Dire che la coppia è un organismo che vive della composizione dei suoi membri significa quindi che ogni elemento di ciascuno contribuisce alla definizione della coppia stessa, perfino i punti di debolezza. Cambiare queste “debolezze” individuali, al di fuori di un percorso congiunto, potrebbe paradossalmente indebolire una coppia invece che rinforzarla.

Non è azzardato dire che ogni cambiamento personale significativo diventa necessariamente anche un cambiamento di tutte le relazioni significative che una persona vive: superare un problema di ansia e tornare a vivere liberamente, o uscire da una depressione e ritrovare energia e propositività, riuscire a perdere peso e ottenere un’immagine di sé soddisfacente sono tutti cambiamenti che si riflettono anche sui rapporti intorno a noi, che sono chiamati a trovare un nuovo modo di interagire con noi.

Per questo motivo affrontare il cambiamento in modo condiviso può semplificare il percorso nel suo complesso.

Condividere le risorse, dimezzare la fatica.

Oltre a questo aspetto ne esiste un altro molto importante: il gioco di squadra permette a ciascuno di beneficiare anche della risorse dell’altro, oltre a permettere di creare occasioni di complicità.

In una terapia di coppia ciascuno dei partecipanti può contare sulle risorse, sui punti di vista, sui contributi degli altri, avendo quindi un aiuto importante.

Quando dico “ciascuno dei partecipanti”, intendo dire anche quello che può essere visto inizialmente come “accompagnatore”: un percorso congiunto permette di far emergere più facilmente i modi con cui, anche chi è vicino al sofferente, può contribuire ad uno sviluppo positivo o negativo della situazione, o rendere visibili dei nodi prima ignorati o sottovalutati.

Portare alla luce questioni non evidenti

Non sono rari poi i casi in cui una coppia (o una famiglia) conviva con un problema o una situazione talmente abituale da essere diventata invisibile dall’interno, ma magari sempre più impegnativa e causa di sofferenza.

Parenti invadenti (o totalmente assenti), lavori totalizzanti, routine scomode e sacrificate sono gli esempi più frequenti tra i problemi di cui sto parlando.

Questi problemi coinvolgono entrambi i partner, sebbene in modo diverso, poiché uno può essere più comodo in questa posizione, mentre l’altro più provato. Generalmente è proprio quest’ultimo che può a un certo punto trasformare questa sofferenza in insofferenza e malcontento verso la coppia.

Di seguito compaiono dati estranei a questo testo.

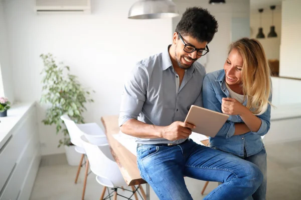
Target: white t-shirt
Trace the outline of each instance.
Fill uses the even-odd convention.
[[[243,102],[243,100],[244,99],[244,95],[239,94],[233,92],[232,90],[230,89],[228,84],[226,84],[226,87],[228,89],[228,91],[229,91],[229,94],[230,94],[230,97],[231,98],[233,98],[237,100],[240,104],[242,104]]]

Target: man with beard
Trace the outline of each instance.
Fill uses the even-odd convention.
[[[191,105],[202,106],[206,72],[195,61],[217,28],[207,10],[188,8],[172,44],[138,62],[124,84],[120,130],[136,138],[141,176],[161,200],[192,200],[185,176],[223,182],[204,200],[244,200],[262,181],[253,164],[188,138],[194,126],[183,122]]]

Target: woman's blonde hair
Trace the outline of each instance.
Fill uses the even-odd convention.
[[[232,43],[229,50],[236,50],[242,57],[242,90],[246,107],[254,114],[264,112],[271,104],[271,72],[264,50],[256,40],[244,38]]]

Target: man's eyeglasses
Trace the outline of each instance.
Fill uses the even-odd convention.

In questi casi (non sempre identificabili a priori, perché il problema è diventato parte della vita anche di chi lo patisce, che quindi può non riuscire a riconoscerlo immediatamente) un lavoro individuale rischia di trasformare il percorso personale in un conflitto di coppia.

Prima o poi infatti la persona dovrà scegliere se continuare a star male, o comunicare all’altro che non è più disposto a subire determinate situazioni, e questo potrebbe portare a uno scontro.

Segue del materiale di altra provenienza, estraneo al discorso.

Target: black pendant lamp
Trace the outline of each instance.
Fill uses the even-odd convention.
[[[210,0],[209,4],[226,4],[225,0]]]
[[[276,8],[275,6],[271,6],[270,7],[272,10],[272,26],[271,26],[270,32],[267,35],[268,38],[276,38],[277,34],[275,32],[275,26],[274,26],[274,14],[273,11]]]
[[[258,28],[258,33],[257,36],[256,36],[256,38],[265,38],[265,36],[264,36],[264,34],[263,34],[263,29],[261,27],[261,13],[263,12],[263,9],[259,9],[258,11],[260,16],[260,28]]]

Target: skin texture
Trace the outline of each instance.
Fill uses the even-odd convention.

Al contrario, affrontare il percorso insieme attraverso una terapia della coppia permette di tornare a vedere insieme eventuali difficoltà e quindi a condividere anche la costruzione di un nuovo modo per affrontarle.

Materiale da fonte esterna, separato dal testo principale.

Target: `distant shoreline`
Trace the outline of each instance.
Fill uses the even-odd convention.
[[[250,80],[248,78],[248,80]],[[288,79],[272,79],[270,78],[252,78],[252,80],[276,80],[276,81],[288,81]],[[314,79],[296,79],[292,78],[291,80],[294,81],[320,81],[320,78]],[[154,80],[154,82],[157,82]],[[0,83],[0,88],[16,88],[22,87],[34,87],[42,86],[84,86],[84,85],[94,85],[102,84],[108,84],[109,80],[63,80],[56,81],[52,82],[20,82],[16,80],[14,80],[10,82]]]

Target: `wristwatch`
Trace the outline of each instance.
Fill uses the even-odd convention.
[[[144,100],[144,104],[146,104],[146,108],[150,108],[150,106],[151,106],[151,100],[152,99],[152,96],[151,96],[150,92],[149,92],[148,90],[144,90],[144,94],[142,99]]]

Quando pensare a una terapia della coppia?

Alla luce di quanto detto può quindi essere più facile capire perché una terapia della coppia può essere utile anche quando il problema non è una crisi del rapporto.

Una delle prime domande che faccio sempre a chi arriva in terapia è se c’è qualcun altro che vorrebbe coinvolgere nel percorso di cura. Questa domanda coglie molte persone di sorpresa, come se fosse un’ipotesi curiosa: se il problema è mio, perché dovrei venire con qualcun altro?

La riposta è negli esempi sopra riportati: le relazioni che viviamo, soprattutto quelle più strette, sono parte del nostro stesso percorso, sia quello che abbiamo alle nostre spalle, sia quello che abbiamo davanti. In questo senso il coinvolgimento attivo di un partner rappresenta non solo un’opzione, ma una risorsa importante in un momento di cambiamento e di riorganizzazione da parte della persona.

Questo non significa ovviamente che diventa sempre necessario, ma che può rappresentare un elemento aggiunto o un cardine importante anche in situazioni in cui non risulta immediatamente evidente il coinvolgimento di un partner.

Certamente una prospettiva di questo tipo può aiutare a scoprire nuovi punti di vista: spesso una condizione essenziale per arrivare a promuovere un significativo e duraturo cambiamento.